A framework is that top level code, and it provides extension points or a
pluggable system for the parts the framework author anticipated you needing to
customize.

Works great within the boundaries, but gets very difficult once you want to
step outside the framework author's preconceived notions about what one would
want to do with their framework.

With the library approach, you have to invent some of your own conventions for
routing and such at the top level, but you have a full understanding of it and
can more easily extend it to handle new use cases.

Most projects outgrow a framework, at which point they tend to invent their
own but it's a huge amount of technical debt to handle.

------
danpalmer
This looks nice, but I'd question what about this is "full stack"?
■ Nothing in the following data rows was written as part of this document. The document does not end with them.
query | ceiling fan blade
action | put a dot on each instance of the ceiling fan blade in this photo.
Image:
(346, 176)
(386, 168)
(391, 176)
While full stack frameworks are unlikely to actually build at every layer of
the stack, I'd expect them to be aware of and do something to address each
layer. At a minimum I'd expect an ORM of some sort, something around
validation of data from the client, bits for building APIs, potentially a
structure for building frontend assets, tooling around deployments and maybe
migrations.

This isn't what a lot of developers want, but it is full-stack. Maybe more
things should be happy _not_ being full-stack and owning the idea that they
are good at one part of the stack.

------
alberth
I’m surprised no one has mentioned Jester. It’s the web framework powering the
official forum site for NIM.

[https://github.com/dom96/jester](https://github.com/dom96/jester)

[https://forum.nim-lang.org/](https://forum.nim-lang.org/)

------
giancarlostoro
As a full time Python developer (though it's not my only tool in the toolshet)
I've been looking at Nim for a while. I think it looks healthy currently. I'm
wanting to give it a shot, and projects like Prologue are what I'm sort of
waiting on before I dive in there.

There's a few things that concern me, like looking at the tutorial the echo
statement is not a function, reminds me of Python before Python 3. Also the
pascalCase function for readLine. I think I see why Python mainly uses single
word functions for things, to avoid the debate about variable naming
conventions as much as possible. Though now the community agrees on
underscores mainly. Though this doesn't concern me as much so long as it
remains consistent.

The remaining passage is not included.